Возможны оба пути; каким идти — в конце концов, дело вкуса.
Одно, однако, важно. Путь артистического подхода к вопросам искусства, путь шлегелевской романтической критики, путь искусства об искусстве возможен вне всякой связи с научно-теоретической объективностью.
Путь же научно-объективный, формально-эстетический и историко-исследовательский, путь науки об искусстве ужасен, когда на него вступают люди артистически бесстрастные, не имеющие личного, интимного отношения к тому, что они изучают и о чём говорят.

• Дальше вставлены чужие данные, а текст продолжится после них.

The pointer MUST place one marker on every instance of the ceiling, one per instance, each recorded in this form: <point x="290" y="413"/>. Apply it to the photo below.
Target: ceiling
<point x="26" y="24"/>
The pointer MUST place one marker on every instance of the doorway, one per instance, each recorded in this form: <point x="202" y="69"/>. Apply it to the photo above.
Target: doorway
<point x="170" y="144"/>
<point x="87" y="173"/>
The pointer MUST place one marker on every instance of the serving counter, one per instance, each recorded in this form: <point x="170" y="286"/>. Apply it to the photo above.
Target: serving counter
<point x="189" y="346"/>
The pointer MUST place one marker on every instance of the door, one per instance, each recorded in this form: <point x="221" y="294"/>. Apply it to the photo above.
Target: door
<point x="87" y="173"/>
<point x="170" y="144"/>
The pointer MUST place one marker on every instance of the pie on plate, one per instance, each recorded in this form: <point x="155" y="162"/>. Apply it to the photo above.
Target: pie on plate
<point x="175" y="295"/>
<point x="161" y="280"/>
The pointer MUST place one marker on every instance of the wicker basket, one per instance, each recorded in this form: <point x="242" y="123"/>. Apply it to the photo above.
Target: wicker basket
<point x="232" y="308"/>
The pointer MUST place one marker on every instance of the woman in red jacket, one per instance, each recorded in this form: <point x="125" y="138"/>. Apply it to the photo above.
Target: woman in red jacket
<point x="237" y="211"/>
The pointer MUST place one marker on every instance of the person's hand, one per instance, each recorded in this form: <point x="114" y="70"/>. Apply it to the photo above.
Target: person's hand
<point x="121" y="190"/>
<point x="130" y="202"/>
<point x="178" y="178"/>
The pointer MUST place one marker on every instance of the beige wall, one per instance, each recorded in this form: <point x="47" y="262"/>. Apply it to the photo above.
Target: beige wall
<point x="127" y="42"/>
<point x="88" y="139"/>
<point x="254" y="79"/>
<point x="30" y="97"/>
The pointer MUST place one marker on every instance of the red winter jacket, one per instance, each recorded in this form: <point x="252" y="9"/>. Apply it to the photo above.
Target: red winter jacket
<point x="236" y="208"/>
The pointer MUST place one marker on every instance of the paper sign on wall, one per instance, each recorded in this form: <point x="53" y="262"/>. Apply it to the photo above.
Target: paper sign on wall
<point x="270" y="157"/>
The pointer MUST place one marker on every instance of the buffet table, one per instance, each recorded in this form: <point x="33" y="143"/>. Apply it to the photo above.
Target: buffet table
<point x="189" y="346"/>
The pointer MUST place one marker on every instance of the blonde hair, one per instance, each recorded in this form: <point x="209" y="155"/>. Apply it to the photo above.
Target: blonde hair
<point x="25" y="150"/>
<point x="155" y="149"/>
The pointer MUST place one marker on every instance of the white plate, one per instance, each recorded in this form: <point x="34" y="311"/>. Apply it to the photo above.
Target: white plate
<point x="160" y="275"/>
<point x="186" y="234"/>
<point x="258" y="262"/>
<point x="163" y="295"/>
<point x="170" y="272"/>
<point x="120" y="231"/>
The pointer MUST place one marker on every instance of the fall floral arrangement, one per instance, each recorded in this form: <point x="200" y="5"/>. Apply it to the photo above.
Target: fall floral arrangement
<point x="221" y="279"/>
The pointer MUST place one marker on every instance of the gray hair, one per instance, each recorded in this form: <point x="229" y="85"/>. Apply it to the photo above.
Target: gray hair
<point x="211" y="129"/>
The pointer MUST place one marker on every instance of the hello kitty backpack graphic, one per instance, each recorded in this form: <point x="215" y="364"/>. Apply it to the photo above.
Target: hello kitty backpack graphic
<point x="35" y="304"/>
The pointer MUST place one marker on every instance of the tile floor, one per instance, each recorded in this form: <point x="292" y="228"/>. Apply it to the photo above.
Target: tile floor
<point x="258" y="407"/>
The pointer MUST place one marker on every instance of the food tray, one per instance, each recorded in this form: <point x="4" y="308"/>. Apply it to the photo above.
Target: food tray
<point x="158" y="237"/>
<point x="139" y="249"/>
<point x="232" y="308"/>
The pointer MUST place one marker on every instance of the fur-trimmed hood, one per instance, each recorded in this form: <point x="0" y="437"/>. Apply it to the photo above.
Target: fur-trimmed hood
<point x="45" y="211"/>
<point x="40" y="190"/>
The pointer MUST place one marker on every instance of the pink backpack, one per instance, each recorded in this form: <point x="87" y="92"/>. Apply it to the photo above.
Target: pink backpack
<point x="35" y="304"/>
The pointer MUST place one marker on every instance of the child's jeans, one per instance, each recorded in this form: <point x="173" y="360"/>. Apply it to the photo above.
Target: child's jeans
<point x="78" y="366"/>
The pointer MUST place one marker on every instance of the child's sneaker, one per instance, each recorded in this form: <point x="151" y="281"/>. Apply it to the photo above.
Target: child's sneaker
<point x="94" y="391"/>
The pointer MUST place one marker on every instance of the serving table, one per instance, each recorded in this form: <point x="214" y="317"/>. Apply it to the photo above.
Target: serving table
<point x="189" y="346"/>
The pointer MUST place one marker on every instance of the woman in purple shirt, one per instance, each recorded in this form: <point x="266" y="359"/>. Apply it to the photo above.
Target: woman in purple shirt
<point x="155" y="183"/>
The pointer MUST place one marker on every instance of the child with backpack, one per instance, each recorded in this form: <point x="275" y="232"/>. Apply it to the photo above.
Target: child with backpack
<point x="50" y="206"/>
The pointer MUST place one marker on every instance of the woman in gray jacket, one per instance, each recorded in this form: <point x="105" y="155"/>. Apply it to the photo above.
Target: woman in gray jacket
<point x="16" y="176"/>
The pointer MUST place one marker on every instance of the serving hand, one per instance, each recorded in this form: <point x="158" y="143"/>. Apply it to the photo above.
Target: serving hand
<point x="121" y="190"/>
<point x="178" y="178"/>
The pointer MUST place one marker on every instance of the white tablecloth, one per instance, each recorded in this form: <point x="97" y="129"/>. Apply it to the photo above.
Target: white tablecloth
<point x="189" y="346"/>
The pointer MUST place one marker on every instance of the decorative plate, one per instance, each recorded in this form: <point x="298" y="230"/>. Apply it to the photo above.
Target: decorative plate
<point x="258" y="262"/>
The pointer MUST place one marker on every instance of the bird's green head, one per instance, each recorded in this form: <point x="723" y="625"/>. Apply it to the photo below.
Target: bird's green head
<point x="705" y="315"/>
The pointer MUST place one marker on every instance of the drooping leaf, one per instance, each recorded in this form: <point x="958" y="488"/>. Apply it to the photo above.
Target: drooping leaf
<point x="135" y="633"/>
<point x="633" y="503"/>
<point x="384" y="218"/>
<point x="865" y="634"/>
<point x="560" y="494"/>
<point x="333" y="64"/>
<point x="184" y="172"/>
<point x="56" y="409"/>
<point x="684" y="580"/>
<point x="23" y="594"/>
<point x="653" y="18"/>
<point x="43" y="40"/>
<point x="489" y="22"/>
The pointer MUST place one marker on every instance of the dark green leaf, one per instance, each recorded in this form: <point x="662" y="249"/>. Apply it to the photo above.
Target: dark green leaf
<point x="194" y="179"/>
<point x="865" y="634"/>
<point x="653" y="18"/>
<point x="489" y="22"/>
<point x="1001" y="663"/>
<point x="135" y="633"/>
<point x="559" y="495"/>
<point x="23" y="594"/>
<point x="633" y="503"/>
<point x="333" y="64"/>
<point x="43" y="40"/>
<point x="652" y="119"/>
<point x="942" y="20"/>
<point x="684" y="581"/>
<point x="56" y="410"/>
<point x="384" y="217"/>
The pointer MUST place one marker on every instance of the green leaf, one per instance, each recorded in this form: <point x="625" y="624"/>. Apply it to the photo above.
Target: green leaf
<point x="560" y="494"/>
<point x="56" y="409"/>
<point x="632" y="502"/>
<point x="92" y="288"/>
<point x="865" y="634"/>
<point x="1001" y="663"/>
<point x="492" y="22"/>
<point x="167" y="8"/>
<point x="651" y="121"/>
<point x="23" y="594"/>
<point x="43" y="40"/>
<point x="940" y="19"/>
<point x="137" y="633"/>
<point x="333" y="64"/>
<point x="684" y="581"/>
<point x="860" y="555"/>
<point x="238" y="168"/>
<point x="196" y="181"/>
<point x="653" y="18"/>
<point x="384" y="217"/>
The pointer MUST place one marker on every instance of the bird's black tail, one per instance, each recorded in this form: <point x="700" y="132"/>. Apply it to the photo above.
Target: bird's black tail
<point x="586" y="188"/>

Характерный пример — автор солидной трёхтомной истории театра Кёртинг. Задумываясь, правда, лишь мимоходом, над нравами современного театра и разбирая причины его упадка, он приходит к выводу, что главная причина в той роли, что на современной сцене играет актриса. Его предложение — вернуться к законам античной сцены: пусть женские роли играют мужчины. Если женские души и переживания вполне понятны мужчинам-авторам, почему бы им быть менее понятными мужчинам-актёрам?